Anyway, 1/3 of a 2.5 gallon tank for the two shrimps could work.

Just give them the java moss so they can feel more safe in it. Also moving the shrimps back and forth for no reason isn't a really good idea.


----------



## Pucky21811 (Jul 31, 2011)

Oh no I would alternate with the Java Moss Ball- not the shrimp! They're staying where they are


----------



## Bombalurina (Oct 10, 2011)

A lot of bettas do like to snack on shrimp, but the shrimp learn pretty quickly to move out of the way and go into hiding. You just need to make sure that the cover is dense enough for them to have hiding spots. Little caves that a betta can't get into, heaps of java moss, live plants etc are all really good for shrimp to hide in.


----------



## Pucky21811 (Jul 31, 2011)

Alrighty thanks everybody: well I came back from job training and the shrimpies had found their way through the divider in the tank into Winnipeg's side.
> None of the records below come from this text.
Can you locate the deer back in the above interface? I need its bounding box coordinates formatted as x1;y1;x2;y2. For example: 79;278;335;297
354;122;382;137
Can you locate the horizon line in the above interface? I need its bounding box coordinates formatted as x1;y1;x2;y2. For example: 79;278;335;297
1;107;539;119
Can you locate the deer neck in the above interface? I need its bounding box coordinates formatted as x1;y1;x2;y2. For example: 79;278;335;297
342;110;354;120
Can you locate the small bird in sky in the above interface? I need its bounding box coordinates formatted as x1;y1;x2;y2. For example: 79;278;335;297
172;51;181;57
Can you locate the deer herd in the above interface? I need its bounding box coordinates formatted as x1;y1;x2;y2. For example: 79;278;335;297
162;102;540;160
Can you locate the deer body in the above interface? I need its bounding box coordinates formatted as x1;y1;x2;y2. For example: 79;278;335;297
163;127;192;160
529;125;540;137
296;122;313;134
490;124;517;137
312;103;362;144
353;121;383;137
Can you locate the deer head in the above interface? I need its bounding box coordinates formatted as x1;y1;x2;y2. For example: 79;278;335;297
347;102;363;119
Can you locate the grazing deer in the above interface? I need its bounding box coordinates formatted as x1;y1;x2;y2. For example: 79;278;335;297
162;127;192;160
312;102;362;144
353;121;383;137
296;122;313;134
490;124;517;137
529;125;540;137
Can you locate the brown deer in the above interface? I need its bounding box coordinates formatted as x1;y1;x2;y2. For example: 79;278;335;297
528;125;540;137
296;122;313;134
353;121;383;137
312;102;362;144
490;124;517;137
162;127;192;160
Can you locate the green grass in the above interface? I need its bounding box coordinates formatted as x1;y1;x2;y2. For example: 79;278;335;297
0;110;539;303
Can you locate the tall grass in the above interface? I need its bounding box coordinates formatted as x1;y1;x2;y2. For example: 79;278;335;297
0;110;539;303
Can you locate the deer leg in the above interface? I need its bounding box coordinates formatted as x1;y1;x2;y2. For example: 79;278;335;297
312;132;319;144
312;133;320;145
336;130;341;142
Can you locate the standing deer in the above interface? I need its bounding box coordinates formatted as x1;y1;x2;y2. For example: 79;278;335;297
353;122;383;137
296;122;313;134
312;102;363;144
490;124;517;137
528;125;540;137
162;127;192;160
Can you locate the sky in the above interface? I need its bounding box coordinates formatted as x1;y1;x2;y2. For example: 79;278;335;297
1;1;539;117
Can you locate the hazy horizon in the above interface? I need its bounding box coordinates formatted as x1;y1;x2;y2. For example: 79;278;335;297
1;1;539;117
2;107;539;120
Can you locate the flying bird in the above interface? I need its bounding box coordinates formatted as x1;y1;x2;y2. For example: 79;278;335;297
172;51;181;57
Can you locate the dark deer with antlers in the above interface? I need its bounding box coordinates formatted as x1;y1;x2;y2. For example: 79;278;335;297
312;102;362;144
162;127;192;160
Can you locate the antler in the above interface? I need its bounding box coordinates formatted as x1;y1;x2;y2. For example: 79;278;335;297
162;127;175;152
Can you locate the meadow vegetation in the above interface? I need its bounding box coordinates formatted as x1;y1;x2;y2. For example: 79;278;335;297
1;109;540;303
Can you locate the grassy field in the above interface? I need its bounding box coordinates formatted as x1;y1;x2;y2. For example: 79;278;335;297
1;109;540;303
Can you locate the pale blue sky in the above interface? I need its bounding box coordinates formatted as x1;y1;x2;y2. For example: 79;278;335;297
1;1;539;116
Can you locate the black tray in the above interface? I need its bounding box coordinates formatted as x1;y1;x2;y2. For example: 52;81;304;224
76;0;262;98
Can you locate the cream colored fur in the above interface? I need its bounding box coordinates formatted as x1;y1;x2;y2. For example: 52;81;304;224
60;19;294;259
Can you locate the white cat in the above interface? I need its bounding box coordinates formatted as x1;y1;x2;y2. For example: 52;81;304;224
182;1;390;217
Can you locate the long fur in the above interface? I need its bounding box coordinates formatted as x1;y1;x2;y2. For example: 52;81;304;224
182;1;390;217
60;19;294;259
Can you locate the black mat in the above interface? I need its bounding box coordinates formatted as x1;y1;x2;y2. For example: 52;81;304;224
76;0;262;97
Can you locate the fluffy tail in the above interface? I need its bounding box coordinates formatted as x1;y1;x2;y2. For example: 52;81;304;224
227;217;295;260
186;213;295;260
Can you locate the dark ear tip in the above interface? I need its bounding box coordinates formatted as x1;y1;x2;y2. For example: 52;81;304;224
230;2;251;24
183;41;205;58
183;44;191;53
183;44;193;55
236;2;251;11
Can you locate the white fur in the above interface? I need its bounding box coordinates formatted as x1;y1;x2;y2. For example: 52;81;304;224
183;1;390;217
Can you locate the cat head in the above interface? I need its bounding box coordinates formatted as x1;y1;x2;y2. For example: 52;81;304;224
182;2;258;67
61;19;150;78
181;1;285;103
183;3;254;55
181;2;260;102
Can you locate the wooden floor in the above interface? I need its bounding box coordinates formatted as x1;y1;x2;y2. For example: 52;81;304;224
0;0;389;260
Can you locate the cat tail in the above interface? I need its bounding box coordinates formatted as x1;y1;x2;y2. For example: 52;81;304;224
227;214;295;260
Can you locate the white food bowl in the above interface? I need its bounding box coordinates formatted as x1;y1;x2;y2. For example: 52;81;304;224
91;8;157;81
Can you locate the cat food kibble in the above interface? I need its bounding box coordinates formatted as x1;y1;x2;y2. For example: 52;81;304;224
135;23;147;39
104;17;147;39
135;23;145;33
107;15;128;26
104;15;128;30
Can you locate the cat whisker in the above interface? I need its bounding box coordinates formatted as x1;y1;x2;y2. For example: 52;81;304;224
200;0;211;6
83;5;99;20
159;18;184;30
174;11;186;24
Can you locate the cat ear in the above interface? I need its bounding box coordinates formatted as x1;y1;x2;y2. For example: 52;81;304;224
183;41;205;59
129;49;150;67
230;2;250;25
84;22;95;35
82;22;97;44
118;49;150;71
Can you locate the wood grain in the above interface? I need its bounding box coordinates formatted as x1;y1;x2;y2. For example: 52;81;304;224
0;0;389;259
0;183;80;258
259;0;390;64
They squeezed through a shrimp-sized spot on either side. I spotted only one of my two shrimp when I first came in the room, and now I see neither. Hopefully they're hiding. Winnipeg didn't seem to notice the one I did see as curiously as she noticed him when I popped them in this morning. I'll leave the divided side there in case they are survivors and can be a refuge. Whoops...


----------